Which fruit juice should this patient be advised to avoid?Drug Interactions in Appendix 1, BNF 57, states that the plasma-simvastatin concentration is increased by grapefruit juice and that concomitant use should be avoided. This is classified as a hazardous drug interaction because there is an increased risk of myopathy.
2 months later, the patient develops uncomplicated community-acquired pneumonia. He has a history of immediate hypersensitivity to penicillin.
Which antibiotic should be started?Table 1, section 5.1, BNF 57, recommends erythromycin, clarithromycin, or azithromycin for the treatment of uncomplicated community-acquired pneumonia in patients with penicillin allergy. Drug Interactions in Appendix 1, BNF 57, shows that there is an increased risk of myopathy when either clarithromycin or erythromycin is given with simvastatin, and concomitant use should be avoided. Azithromycin is not expected to interact with simvastatin and can be used. If it is necessary to use clarithromycin or erythromycin, simvastatin should be stopped temporarily until the course of antibiotic is completed.
His liver function tests are measured 3 months after starting simvastatin, and the alanine aminotransferase (ALT) concentration is 80 international units/litre (5-40).
Should simvastatin be discontinued?The ALT may rise as a result of the lipid lowering effect of the statin. Statins can rarely cause hepatitis and jaundice. The prescribing notes on Statins in section 2.12, BNF 57, recommend that simvastatin should be discontinued if the ALT increases to more than 3 times the upper limit of the reference range. This patient's ALT concentration is not a cause for concern. However, his liver function tests should be checked earlier than usual, in 3-6 months time.
At a subsequent visit, the patient complains of mild muscle pain that is not interfering with his daily activities. His creatine kinase is 390 international units/litre (24-195).
What action should be taken?Muscle aches and pain can occur without any rise in creatine kinase, and may start several weeks after commencing treatment. The prescribing notes on Statins in section 2.12, BNF 57, advise that it is not necessary to stop the statin unless the symptoms are severe or the creatine kinase is more than 5 times the upper limit of normal. The patient should be reviewed again after 4 weeks to enquire about his symptoms and his creatine kinase should be rechecked to see if it is rising. Further monitoring is then guided by the outcome of that visit.
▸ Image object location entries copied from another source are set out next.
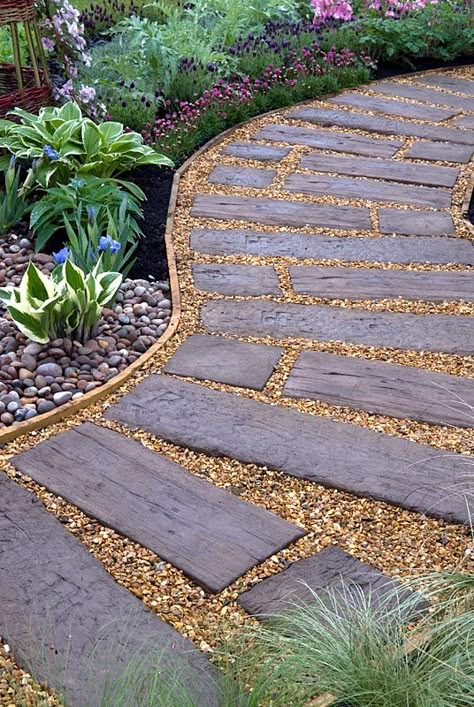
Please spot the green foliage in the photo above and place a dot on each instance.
(436, 32)
(66, 202)
(13, 202)
(68, 304)
(64, 144)
(89, 247)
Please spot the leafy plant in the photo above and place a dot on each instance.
(68, 304)
(13, 203)
(64, 144)
(65, 202)
(92, 248)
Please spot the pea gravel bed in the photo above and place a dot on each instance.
(37, 378)
(393, 540)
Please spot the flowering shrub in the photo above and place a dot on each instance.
(63, 38)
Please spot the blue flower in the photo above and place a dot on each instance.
(108, 243)
(61, 256)
(50, 153)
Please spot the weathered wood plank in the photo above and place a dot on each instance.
(242, 176)
(392, 249)
(415, 332)
(411, 222)
(447, 152)
(392, 170)
(466, 122)
(260, 153)
(392, 107)
(68, 621)
(363, 284)
(236, 279)
(368, 189)
(328, 140)
(278, 212)
(331, 569)
(213, 536)
(384, 388)
(334, 454)
(449, 83)
(223, 360)
(424, 95)
(384, 126)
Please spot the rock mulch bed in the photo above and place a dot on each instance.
(37, 378)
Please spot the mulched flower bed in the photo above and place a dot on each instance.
(37, 378)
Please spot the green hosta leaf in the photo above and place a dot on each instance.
(91, 139)
(30, 324)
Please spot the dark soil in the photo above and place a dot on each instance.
(387, 70)
(151, 252)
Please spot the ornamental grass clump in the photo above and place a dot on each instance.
(67, 304)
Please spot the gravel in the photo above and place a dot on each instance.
(36, 378)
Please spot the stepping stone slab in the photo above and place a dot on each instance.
(424, 95)
(466, 122)
(393, 249)
(278, 212)
(334, 454)
(209, 534)
(261, 153)
(384, 388)
(237, 279)
(385, 126)
(440, 151)
(330, 569)
(223, 360)
(395, 170)
(413, 222)
(328, 140)
(392, 107)
(242, 176)
(415, 332)
(368, 189)
(449, 83)
(68, 621)
(372, 284)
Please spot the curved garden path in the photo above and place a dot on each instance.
(320, 378)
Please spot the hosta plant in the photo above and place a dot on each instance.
(92, 248)
(13, 203)
(68, 304)
(111, 203)
(64, 143)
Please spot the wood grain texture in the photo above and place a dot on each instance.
(231, 175)
(260, 153)
(68, 621)
(208, 533)
(237, 279)
(330, 570)
(436, 151)
(279, 212)
(392, 107)
(415, 332)
(392, 170)
(373, 190)
(384, 126)
(326, 140)
(422, 94)
(413, 222)
(225, 361)
(449, 83)
(385, 249)
(335, 454)
(383, 388)
(373, 284)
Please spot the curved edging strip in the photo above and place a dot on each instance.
(54, 416)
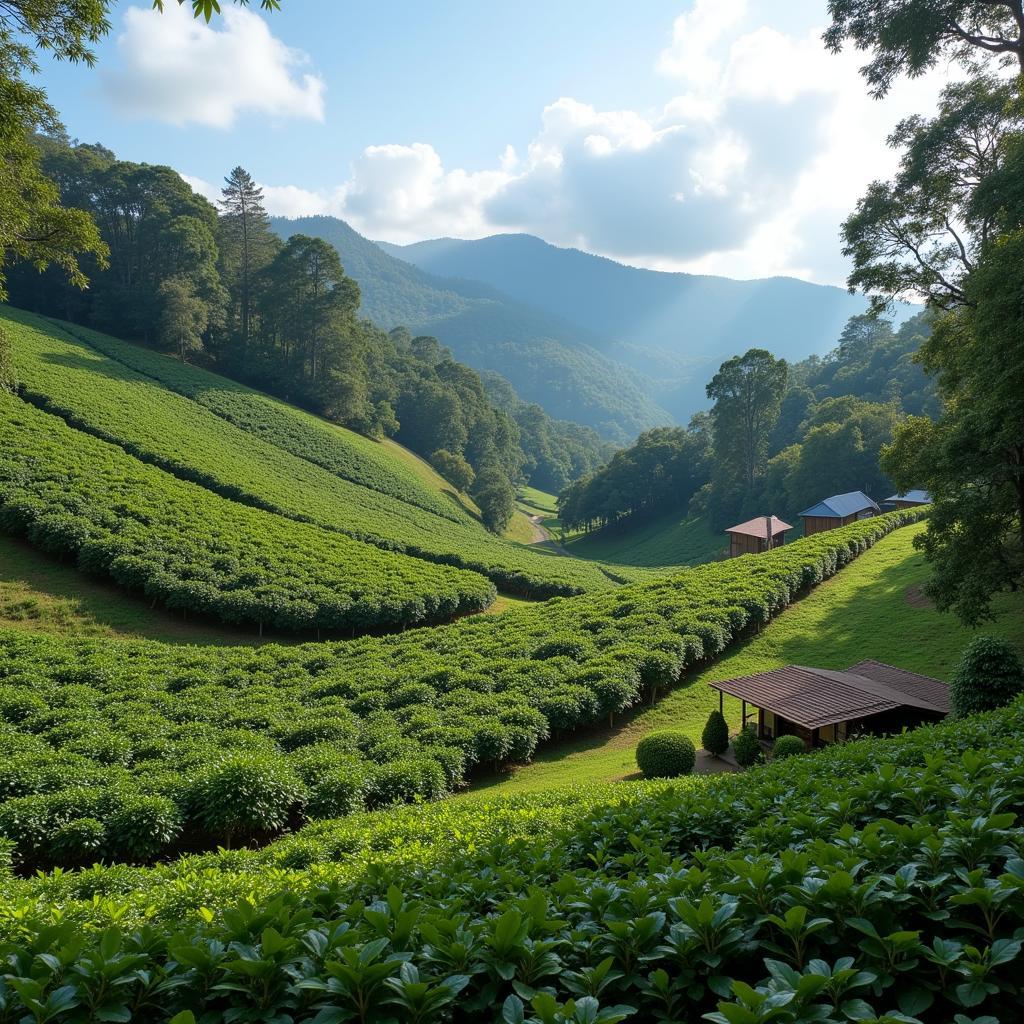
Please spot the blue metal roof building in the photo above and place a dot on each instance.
(838, 511)
(841, 506)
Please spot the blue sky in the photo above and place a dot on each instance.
(709, 135)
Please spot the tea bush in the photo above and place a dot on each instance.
(187, 549)
(92, 725)
(787, 747)
(666, 754)
(881, 881)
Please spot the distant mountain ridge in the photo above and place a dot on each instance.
(615, 347)
(674, 327)
(548, 359)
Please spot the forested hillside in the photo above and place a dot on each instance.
(778, 437)
(219, 288)
(261, 456)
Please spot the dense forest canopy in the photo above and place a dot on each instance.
(779, 436)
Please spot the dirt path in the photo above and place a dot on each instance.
(542, 536)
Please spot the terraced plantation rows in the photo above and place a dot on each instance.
(103, 396)
(188, 549)
(342, 452)
(184, 747)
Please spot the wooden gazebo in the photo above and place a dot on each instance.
(822, 706)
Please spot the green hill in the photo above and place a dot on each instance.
(153, 729)
(265, 455)
(873, 608)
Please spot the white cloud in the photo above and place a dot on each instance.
(694, 35)
(748, 170)
(179, 70)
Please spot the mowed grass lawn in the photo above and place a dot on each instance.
(671, 541)
(871, 608)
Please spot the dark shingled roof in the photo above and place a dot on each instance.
(756, 527)
(815, 697)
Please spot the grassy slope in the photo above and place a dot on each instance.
(39, 593)
(871, 608)
(671, 541)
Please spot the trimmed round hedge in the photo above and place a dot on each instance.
(989, 676)
(786, 747)
(666, 754)
(716, 734)
(747, 748)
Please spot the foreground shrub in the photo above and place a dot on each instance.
(879, 881)
(716, 735)
(666, 754)
(989, 676)
(787, 747)
(747, 748)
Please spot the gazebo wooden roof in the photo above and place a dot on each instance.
(817, 697)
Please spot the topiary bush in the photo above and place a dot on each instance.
(404, 780)
(989, 676)
(666, 754)
(716, 734)
(747, 748)
(786, 747)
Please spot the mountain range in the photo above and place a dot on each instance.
(612, 346)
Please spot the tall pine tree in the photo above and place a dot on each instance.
(247, 246)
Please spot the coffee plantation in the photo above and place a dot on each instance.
(95, 728)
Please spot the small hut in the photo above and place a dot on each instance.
(758, 535)
(840, 510)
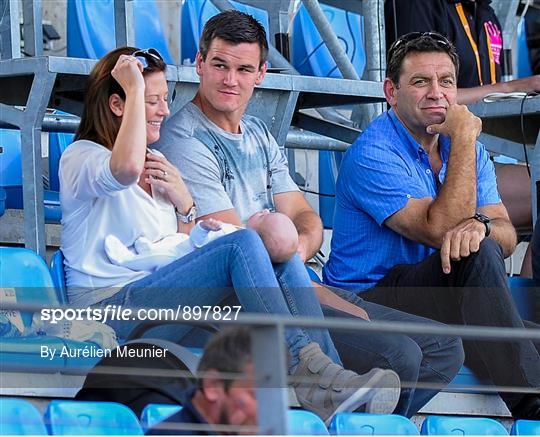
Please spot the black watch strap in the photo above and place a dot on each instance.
(482, 218)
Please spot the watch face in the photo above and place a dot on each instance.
(482, 217)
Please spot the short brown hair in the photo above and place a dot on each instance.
(234, 27)
(229, 351)
(98, 123)
(417, 42)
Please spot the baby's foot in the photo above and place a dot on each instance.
(143, 245)
(117, 251)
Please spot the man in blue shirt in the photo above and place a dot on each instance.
(419, 225)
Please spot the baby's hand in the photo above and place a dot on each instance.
(211, 225)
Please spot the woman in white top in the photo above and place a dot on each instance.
(111, 183)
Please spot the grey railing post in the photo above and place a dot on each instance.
(269, 359)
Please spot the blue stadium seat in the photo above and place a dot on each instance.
(155, 413)
(58, 142)
(19, 417)
(91, 418)
(11, 177)
(58, 275)
(526, 427)
(2, 201)
(90, 28)
(195, 13)
(371, 424)
(311, 57)
(303, 422)
(26, 271)
(524, 68)
(523, 291)
(446, 425)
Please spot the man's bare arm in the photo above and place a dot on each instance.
(225, 216)
(502, 229)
1 year later the patient is admitted to hospital with unstable angina. He stopped taking simvastatin 6 months earlier because his brother's statin was discontinued after his brother became depressed and suffered sleeping problems.
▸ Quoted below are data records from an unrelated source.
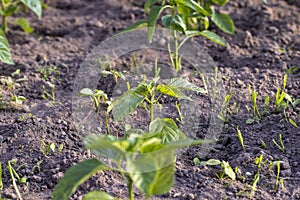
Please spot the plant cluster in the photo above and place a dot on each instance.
(189, 17)
(145, 160)
(9, 8)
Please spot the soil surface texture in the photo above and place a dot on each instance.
(265, 46)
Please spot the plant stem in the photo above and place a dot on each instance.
(130, 189)
(176, 56)
(152, 107)
(4, 21)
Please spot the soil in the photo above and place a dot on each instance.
(265, 45)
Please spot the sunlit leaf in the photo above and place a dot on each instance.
(24, 24)
(128, 102)
(174, 22)
(166, 130)
(34, 5)
(194, 6)
(224, 22)
(213, 37)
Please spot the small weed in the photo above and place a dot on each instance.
(48, 71)
(263, 144)
(97, 96)
(37, 166)
(240, 137)
(47, 148)
(47, 95)
(278, 180)
(226, 171)
(279, 146)
(14, 176)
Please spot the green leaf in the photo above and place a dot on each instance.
(228, 170)
(171, 91)
(296, 103)
(213, 37)
(24, 24)
(174, 22)
(5, 55)
(166, 130)
(34, 5)
(194, 6)
(211, 162)
(136, 25)
(149, 3)
(96, 195)
(220, 2)
(128, 102)
(224, 22)
(293, 122)
(289, 98)
(183, 84)
(103, 146)
(152, 20)
(157, 181)
(75, 176)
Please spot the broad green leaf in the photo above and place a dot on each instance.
(220, 2)
(103, 146)
(166, 130)
(289, 98)
(96, 195)
(213, 37)
(194, 6)
(149, 3)
(296, 103)
(75, 176)
(136, 25)
(5, 55)
(171, 91)
(211, 162)
(152, 20)
(157, 181)
(293, 122)
(128, 102)
(228, 170)
(34, 5)
(183, 84)
(174, 22)
(24, 24)
(224, 22)
(86, 92)
(185, 11)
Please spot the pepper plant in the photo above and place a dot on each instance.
(146, 161)
(149, 93)
(189, 17)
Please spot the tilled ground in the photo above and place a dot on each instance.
(265, 45)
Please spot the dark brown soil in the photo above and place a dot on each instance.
(266, 44)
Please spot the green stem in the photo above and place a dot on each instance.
(4, 21)
(152, 108)
(176, 56)
(130, 189)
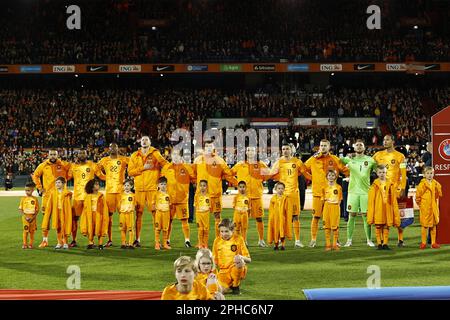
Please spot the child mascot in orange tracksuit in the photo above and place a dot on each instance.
(382, 208)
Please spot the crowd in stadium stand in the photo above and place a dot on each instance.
(40, 119)
(191, 31)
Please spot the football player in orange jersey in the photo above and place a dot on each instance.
(82, 171)
(49, 170)
(114, 167)
(253, 172)
(29, 208)
(145, 166)
(318, 166)
(286, 170)
(179, 176)
(212, 168)
(395, 164)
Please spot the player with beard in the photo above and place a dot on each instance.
(49, 171)
(145, 166)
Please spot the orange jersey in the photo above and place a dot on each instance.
(382, 206)
(224, 251)
(318, 165)
(162, 201)
(178, 178)
(29, 205)
(81, 174)
(127, 203)
(241, 204)
(202, 203)
(287, 172)
(115, 172)
(146, 180)
(279, 225)
(213, 169)
(203, 278)
(395, 165)
(49, 172)
(332, 194)
(198, 292)
(253, 174)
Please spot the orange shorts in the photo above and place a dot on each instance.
(240, 220)
(45, 198)
(216, 204)
(226, 279)
(162, 220)
(179, 211)
(145, 199)
(126, 221)
(293, 201)
(113, 201)
(256, 208)
(317, 206)
(202, 219)
(77, 208)
(29, 226)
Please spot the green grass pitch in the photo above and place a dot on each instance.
(272, 275)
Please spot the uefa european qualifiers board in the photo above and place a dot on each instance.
(356, 67)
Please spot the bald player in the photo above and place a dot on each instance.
(179, 176)
(395, 164)
(286, 170)
(48, 171)
(82, 171)
(318, 165)
(253, 172)
(212, 168)
(112, 170)
(145, 166)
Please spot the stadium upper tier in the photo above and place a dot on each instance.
(222, 31)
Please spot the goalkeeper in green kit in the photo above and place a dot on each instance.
(360, 167)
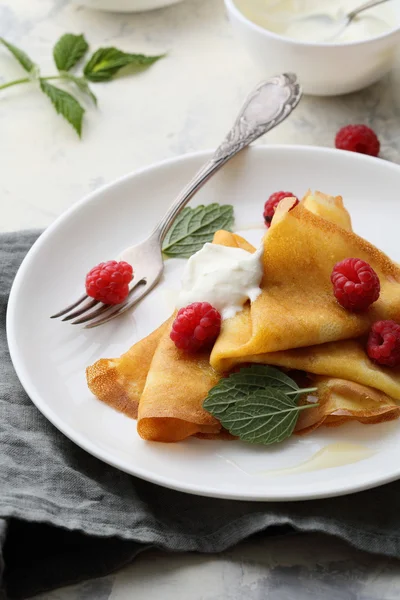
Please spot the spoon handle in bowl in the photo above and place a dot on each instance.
(369, 4)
The patient is discharged from hospital taking: simvastatin 40mg daily, diltiazem modified-release 180mg daily, aspirin 75 mg daily, clopidogrel 75mg daily, ramipril 5mg once daily, Qvar 100 micrograms twice daily by inhalation
Today his total cholesterol concentration is 5.3mmol/litre. He is taking his medication.
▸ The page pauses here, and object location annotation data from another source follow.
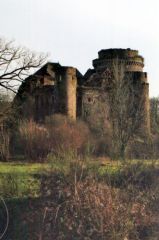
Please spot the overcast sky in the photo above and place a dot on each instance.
(73, 31)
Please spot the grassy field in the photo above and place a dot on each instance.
(25, 188)
(18, 180)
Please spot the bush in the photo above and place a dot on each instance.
(91, 210)
(4, 144)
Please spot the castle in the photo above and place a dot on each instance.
(60, 89)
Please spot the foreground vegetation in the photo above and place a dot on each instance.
(81, 199)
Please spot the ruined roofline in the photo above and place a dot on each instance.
(121, 53)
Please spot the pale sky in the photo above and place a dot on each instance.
(73, 31)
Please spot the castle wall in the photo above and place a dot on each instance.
(70, 88)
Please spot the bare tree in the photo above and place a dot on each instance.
(125, 106)
(16, 64)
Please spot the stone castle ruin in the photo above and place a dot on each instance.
(60, 89)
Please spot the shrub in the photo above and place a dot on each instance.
(92, 210)
(4, 144)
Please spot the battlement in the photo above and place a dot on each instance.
(131, 58)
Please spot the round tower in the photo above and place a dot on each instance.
(70, 88)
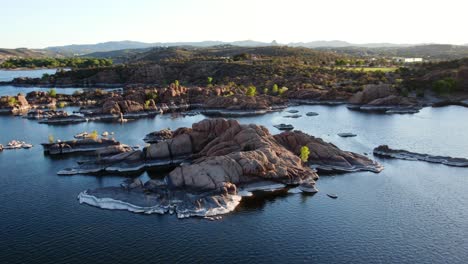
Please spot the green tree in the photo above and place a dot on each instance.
(251, 91)
(275, 89)
(147, 103)
(282, 90)
(446, 85)
(94, 135)
(53, 92)
(12, 101)
(305, 153)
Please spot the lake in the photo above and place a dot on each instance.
(412, 212)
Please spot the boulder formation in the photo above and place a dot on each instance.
(326, 156)
(221, 157)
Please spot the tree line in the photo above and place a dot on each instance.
(13, 63)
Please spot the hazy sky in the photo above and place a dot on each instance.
(37, 24)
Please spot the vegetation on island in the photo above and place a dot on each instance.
(305, 152)
(74, 62)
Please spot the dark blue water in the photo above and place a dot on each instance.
(7, 75)
(412, 212)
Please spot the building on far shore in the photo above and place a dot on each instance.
(407, 60)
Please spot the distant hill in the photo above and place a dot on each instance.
(25, 53)
(83, 49)
(223, 52)
(428, 52)
(125, 45)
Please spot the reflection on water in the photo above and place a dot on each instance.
(412, 212)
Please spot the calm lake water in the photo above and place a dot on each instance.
(14, 90)
(412, 212)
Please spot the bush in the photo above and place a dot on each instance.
(304, 153)
(147, 103)
(94, 135)
(12, 101)
(275, 89)
(447, 85)
(282, 90)
(152, 96)
(53, 92)
(251, 91)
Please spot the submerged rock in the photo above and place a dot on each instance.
(346, 135)
(312, 114)
(183, 204)
(326, 156)
(225, 156)
(383, 98)
(385, 151)
(308, 188)
(293, 116)
(284, 127)
(99, 146)
(157, 136)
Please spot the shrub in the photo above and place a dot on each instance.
(152, 96)
(447, 85)
(282, 90)
(53, 92)
(275, 89)
(251, 91)
(147, 103)
(304, 153)
(12, 101)
(94, 135)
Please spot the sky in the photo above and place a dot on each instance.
(39, 24)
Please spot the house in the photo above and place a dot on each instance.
(407, 60)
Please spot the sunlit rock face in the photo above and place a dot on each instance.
(221, 157)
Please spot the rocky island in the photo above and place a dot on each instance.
(215, 161)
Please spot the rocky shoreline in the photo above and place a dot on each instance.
(387, 152)
(216, 162)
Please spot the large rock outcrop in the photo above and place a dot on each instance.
(225, 156)
(326, 156)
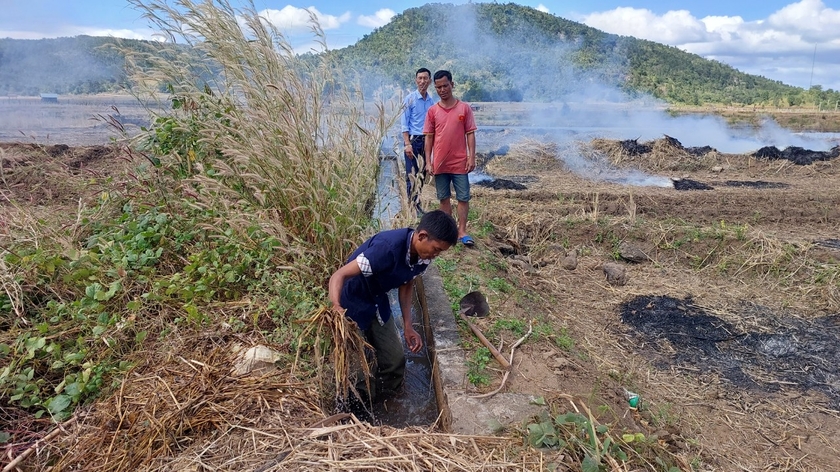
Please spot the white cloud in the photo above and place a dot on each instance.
(780, 47)
(292, 20)
(674, 27)
(380, 18)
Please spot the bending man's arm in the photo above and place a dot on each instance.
(351, 269)
(412, 337)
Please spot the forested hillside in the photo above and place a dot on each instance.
(497, 52)
(512, 52)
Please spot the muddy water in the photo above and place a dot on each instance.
(416, 404)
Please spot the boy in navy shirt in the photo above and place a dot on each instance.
(389, 259)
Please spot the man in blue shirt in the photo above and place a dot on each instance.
(388, 260)
(415, 106)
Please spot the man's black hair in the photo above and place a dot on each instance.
(443, 73)
(440, 226)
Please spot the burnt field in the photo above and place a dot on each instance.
(725, 317)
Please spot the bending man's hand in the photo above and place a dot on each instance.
(412, 339)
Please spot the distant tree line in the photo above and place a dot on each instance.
(496, 52)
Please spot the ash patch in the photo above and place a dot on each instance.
(688, 184)
(801, 354)
(759, 184)
(797, 155)
(633, 148)
(501, 184)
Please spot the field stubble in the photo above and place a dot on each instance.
(748, 256)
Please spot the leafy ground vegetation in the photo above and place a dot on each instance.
(132, 274)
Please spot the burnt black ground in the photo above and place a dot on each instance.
(800, 354)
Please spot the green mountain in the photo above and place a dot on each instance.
(511, 52)
(496, 52)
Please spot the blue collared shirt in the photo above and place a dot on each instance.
(385, 261)
(414, 112)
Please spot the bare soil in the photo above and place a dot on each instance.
(728, 325)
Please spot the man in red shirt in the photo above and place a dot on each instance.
(450, 145)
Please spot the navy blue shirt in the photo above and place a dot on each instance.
(385, 260)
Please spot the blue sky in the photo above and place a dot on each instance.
(796, 42)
What adjustments can be made to his lipid-regulating drug therapy? Doses of lipid-regulating drugs may be adjusted for the secondary prevention of cardiovascular events if a total cholesterol concentration of less than 4mmol/litre is not achieved or a LDL-cholesterol concentration of less than 2mmol/litre is not achieved with initial treatment. There is a possible increased risk of myopathy when simvastatin is given with diltiazem. The monograph for Simvastatin, BNF 57, advises that the dose of simvastatin should not exceed 40mg daily when it is used with diltiazem. In order to achieve target cholesterol concentrations, the use of an additional lipid-regulating drug such as ezetimibe or colestyramine should be considered under specialist advice. There is an increased risk of rhabdomyolysis when ezetimibe is used with a statin.